We have developed a model to evaluate the effectiveness of existing data reduction technologies. Our goal is to be able to rank ROI as defined by (marginal benefit)/(marginal cost). The model we're developing uses the concept of CORE, which stands for Capacity Optimization Ratio Effectiveness. It is a measure of the effectiveness of a storage optimization technology as a function of time and cost to achieve a desired capacity reduction. In this model, a user can trade efficiency of optimization for elapsed time and cost. In other words, it’s a useful way to measure where to more expensive reduction techniques will drive business value.
There are seven variables we consider in CORE:
- Storage Capacity (S) – by capacity, we mean the volume of data being optimized as measured by the size of the dataset used to define the optimization index. In general, the larger the dataset used to define the index, the more CPU horsepower will be required to optimize the data. For example, when Data Domain ingests a backup stream the ‘capacity’ could be measured in TBs; Falconstor and ProtecTier, increase the size of the dataset by using more processing power.
- Percent Capacity Reduction (R) - That is the percent of targeted capacity that is eliminated; which is a function of the type of data being optimized. For example, backup data can be more highly optimized than multimedia files. In general, the more capacity being optimized, the greater the percent capacity reduction.

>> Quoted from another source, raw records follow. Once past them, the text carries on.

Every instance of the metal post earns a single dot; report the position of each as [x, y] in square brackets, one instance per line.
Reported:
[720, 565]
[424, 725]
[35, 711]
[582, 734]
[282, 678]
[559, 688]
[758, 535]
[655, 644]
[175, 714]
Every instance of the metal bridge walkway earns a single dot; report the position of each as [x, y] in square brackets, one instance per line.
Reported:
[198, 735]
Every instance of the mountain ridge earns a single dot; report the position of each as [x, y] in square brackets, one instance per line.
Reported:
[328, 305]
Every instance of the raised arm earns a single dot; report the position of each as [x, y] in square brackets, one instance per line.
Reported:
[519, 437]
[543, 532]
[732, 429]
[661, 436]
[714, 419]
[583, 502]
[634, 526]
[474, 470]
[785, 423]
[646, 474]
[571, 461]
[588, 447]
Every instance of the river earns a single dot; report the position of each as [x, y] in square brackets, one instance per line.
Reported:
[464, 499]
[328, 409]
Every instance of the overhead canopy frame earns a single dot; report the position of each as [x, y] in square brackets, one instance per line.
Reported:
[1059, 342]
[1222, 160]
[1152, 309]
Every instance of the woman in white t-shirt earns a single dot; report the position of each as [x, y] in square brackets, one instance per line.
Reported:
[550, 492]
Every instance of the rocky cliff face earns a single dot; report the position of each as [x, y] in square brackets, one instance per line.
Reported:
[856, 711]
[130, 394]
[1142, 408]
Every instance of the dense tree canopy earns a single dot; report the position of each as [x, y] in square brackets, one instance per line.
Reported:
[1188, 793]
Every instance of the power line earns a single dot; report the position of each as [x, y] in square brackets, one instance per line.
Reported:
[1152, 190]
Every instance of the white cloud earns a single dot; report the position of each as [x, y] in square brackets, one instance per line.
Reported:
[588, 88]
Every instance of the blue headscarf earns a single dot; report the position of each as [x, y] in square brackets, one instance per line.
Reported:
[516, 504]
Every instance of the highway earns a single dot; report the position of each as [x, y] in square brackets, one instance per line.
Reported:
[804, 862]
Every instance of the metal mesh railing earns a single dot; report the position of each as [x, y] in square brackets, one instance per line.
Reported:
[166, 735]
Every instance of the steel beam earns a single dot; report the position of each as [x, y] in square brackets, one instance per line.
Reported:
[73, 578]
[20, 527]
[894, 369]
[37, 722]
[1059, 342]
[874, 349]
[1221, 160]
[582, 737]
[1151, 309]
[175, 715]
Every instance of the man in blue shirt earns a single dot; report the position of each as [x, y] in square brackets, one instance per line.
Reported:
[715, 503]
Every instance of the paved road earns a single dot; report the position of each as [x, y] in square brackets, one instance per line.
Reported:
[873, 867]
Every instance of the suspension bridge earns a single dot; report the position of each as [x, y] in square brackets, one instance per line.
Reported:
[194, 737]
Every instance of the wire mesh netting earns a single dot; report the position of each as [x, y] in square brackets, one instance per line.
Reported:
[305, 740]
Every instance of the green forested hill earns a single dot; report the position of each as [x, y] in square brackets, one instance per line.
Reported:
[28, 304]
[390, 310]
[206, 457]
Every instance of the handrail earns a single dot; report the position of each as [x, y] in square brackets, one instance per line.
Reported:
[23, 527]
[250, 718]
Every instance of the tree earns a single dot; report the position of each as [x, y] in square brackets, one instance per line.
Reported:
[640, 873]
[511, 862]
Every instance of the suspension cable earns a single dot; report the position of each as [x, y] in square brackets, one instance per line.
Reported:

- Cost of Solution (C_s) - Cost of data reduction solution to include processing power, memory, bandwidth, software, redundancy. (Note: for the first pass we've left off operational costs).
- Cost of Latency (C_l) - C_l is "cost of latency" and is a scaling value based on the assumed cost of a second of added latency.
- Value of Capacity Reduced (V) - Measured as the cost/TB X the amount of data reduced - i.e. the dollar value of storage that is eliminated.
- Workload IOs/second (W) - Workload characteristics (in IO/second)
- Optimization Overhead seconds/io - The optimization overhead of data optimization (in seconds/IO)
Here's the formula:
CORE = (S x R x V) ÷ (C_s + (C_l x W x O)
Wikibon has tested the CORE methodology and the first technologies analysed were:
- A-SIS de-duplication technology from NetApp
- Alberio de-duplication technology from Permabit
- Newly-announced compression technology from NetApp
- Real-time Compression technology from IBM (previously StorWize)
All the technologies are capacity optimization of primary storage, all include inline re-hydration on read, and all except NetApps A-SIS include inline write processing.
The workload assumptions are given in table 1, and show that it is an IO intensive environment using 400GB high performance drives.
The CORE input variables and CORE results for this IO intensive environment are shown in table 2.
A CORE score of 1 means that the benefits of de-duplication equal the costs. The Wikibon analysis shows that the NetApp compression technology gives a poorer return than the A-SIS de-duplication technology. Combining the two technologies dilutes the benefit of A-SIS.
The Permabit solution for de-duplication and the IBM Real-time Compression have a far higher CORE scores and a much better return on investment that the A-SIS and NetApp compression systems for the workload and cost assumptions made in the comparison.
There are now a number of technologies that have integrated de-duplication and compression technologies within the storage arrays and many more that are coming. The analysis shows that there is a cost to implementing all types of capacity optimization, including a potential increase in IO latency and storage specialist effort to implement and monitor the additional technologies. The results of the Wikibon CORE analysis show that the additional costs of more advanced implementations from Permabit and IBM give a much better return on investment over less efficient implementations from NetApp.
Action Item: Focusing on one best-of-breed capacity optimization technology from either Permabit or IBM will give a better return in IO intensive environments than combining two less efficient technologies from NetApp.